Blocco dei licenziamenti e mancato superamento del periodo di prova
Con la sentenza del 25 marzo 2021 il Tribunale di Roma ha affermato che è nullo per motivo illecito il licenziamento per asserito mancato superamento del periodo di prova, adottato per aggirare il divieto di licenziamento di cui all’art 46 del d.l. n. 18/2020.
Nel caso in esame, ad avviso del Giudice del Lavoro, esistono indubbiamente indizi gravi, precisi e concordanti, capaci di assurgere a rango di prova a conforto della tesi che il recesso è stato deciso dalla società per conclamati motivi economici piuttosto che per motivi legati all’espletamento della prova, avendo avuto tale società la necessità di eliminare una posizione di lavoro costosa.

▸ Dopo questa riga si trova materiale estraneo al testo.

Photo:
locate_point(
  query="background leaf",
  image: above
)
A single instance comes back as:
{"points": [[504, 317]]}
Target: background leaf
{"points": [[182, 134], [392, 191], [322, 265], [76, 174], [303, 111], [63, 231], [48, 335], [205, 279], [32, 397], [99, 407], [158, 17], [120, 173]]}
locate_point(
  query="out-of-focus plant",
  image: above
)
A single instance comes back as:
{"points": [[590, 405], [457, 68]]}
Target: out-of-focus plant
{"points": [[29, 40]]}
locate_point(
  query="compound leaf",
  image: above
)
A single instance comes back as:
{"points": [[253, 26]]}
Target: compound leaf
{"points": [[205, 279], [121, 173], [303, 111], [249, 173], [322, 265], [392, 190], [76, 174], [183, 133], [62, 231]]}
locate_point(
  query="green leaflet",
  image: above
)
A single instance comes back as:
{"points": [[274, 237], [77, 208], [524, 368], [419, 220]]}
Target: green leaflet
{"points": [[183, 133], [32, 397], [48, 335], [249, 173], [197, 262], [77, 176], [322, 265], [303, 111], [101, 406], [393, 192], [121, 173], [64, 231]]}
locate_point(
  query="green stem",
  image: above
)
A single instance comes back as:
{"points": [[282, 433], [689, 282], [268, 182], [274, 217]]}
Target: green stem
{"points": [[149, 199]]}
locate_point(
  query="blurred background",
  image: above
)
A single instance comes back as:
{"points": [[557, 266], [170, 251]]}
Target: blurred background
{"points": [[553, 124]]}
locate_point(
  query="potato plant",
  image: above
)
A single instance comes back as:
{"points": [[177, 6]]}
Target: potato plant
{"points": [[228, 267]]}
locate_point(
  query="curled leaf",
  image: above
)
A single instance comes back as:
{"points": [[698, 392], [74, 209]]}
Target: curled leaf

L’estromissione dal contesto aziendale di una dipendente divenuta troppo onerosa in questo contesto storico trova un limite insormontabile nel disposto di cui all’art. 46 del d. l. n.18/2020 (cd. “Decreto Cura Italia”) come modificato dall’art. 80 del d. l. n. 34/2020 (cd. “Decreto Rilancio”) e successivi provvedimenti che, al fine di contenere gli esiti negativi della pandemia sui lavoratori, hanno disposto, almeno sino al 31 marzo 2021, il divieto di licenziare i dipendenti per motivi economici e/o organizzativi, a prescindere dalla dimensione occupazione dell’azienda e dal numero dei dipendenti.
Non può che conseguirne la nullità assoluta del recesso datoriale ai sensi del combinato disposto degli artt. 1418 e 1345 c. c., essendo stato il reale motivo che ha giustificato il provvedimento espulsivo violativo dell’art. 46 d. l. n. 18/2020.
Tale conclusione – precisa il Tribunale – trova espressa conferma nell’orientamento della consolidata giurisprudenza secondo il quale un licenziamento è giustificato da motivo illecito ogniqualvolta il provvedimento datoriale è basato su una “finalità vietata dall’ordinamento, poiché contraria a norma imperativa o ai principi dell’ordine pubblico o del buon costume, ovvero poiché diretta ad eludere una norma imperativa” (in tal senso Cass. n. 10603/1993).